In my experience the following is a good “acid test”:
“Heightened sensory input awareness might be called an “acid test” for ME / ICD-CFS: one world expert claims that it is possible to make a diagnosis by taking a patient into a shopping mall (he calls it the Mall Test) because with all the lights, noise, echoes, smells, movement and confusion, a sufferer would be ready to explode.”
The following highlights other areas that relate to my experience.
“Many patients can walk only very short distances and require a wheelchair. There is difficulty with simple tasks such as climbing stairs and dressing. “
“Problems with short-term memory are common: 32 cognitive impairment is significant and includes difficulty with memory sequencing, processing speed, word searching; dyslogia, spatial organisation, calculation (dyscalculia), and particularly with decision making.”
There are more descriptions in the paper that you may want to highlight for your doctor.
If you come across a doctor who is looking for more in depth information beyond what is listed above, you can recommend the comprehensive hardbound book Understanding Myalgic Encephalomyelitis, by Dr. Byron Hyde. There are a number of positive reviews written by well recognized experts in the field of ME including Malcolm Hooper, Dr. Sarah Myhill, Dr. Nigel Speight, Hillary Johnson (author of Osler’s Web), Dr. John Chia, Maureen Hanson, Leonard Jason, and others. Those reviews can be found HERE.
Commonality in descriptions
I became sick long before the internet and social media offered instant information on any topic. I was having all of these experiences with no idea I had so much in common with others.
I think one of the things that has struck me as vital to understand is that there are so many of us having similar odd experiences. It makes the idea of “mass hysteria” ridiculous.
The common biological experiences we are all having are not magical. They are downstream effects caused by something that needs to be researched to be understood.
In my article Stratifying patients for ME research, I discuss why it is vital that only those who have these experiences in common as defined by Ramsay and/or the ICC are appropriate to be used to research the distinct disease myalgic encephalomyelitis.
Leaving No One Behind
So what about all the people who have been told they have “CFS” or “ME/CFS” but do not experience what is described by these ME definitions?
As I wrote in Missed Diagnosis, I have known far too many in the online groups who were given a label of ME/CFS or CFS who discovered later they had a treatable (or life threatening) condition that had been missed.
I think it prudent for anyone who reads the full ME description and finds these symptoms are not part of their experience to seek further screening to make sure nothing has been missed.
Aiming for a better future for all of us - no matter which label we have been given.
Colleen
P.S.: The ME-ICC Info Table of Contents also has a wide variety of helpful links.

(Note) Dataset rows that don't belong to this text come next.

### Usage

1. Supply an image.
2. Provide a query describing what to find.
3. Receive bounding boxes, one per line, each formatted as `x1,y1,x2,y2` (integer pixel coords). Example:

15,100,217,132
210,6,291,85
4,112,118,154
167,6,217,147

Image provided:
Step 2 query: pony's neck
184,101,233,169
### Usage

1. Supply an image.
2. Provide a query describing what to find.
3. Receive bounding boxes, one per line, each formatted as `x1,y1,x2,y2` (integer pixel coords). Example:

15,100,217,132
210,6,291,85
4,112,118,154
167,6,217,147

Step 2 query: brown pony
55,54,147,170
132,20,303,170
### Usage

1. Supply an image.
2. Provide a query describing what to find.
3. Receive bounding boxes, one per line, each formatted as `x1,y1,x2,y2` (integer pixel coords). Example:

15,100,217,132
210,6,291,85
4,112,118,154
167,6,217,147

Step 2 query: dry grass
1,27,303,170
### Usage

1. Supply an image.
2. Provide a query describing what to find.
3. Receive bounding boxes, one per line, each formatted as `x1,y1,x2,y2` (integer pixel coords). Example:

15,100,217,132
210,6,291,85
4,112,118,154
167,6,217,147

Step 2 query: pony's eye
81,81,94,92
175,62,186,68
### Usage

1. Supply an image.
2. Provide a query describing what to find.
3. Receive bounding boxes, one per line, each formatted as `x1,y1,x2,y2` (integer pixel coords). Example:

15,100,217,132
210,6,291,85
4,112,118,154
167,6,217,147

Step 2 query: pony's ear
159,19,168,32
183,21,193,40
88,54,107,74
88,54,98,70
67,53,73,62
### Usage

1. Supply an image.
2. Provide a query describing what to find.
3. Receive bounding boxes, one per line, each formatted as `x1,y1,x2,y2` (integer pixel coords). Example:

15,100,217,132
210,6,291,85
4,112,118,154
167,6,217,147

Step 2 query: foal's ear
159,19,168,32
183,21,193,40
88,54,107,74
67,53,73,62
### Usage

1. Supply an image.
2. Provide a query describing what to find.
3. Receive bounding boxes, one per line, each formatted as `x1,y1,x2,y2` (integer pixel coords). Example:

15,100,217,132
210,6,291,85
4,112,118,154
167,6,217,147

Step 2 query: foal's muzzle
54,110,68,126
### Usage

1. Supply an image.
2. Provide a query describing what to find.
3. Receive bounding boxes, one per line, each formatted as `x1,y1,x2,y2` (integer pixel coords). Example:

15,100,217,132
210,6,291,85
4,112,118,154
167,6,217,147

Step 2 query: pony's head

Information provided here or in comments is not to be considered medical advice
My new PCP is aware that I've been diagnosed with ME/CFS by a specialist. I've repeatedly told her about my chronic fatigue / crashes. After I told her that I used to do aerobics 6 days a week prior to this illness, she proceeded to tell me to join an aerobics class. Proof to me that these (mainstream) doctors just don't get it or they don't really believe in ME or CFS. They think it's all in our heads. We can only try to point them to books or documents and hope they understand, but I just think many of these doctors will never get it. Thank you Colleen for these important documents.
As always, incredibly thorough and helpful information, Colleen. Thank you!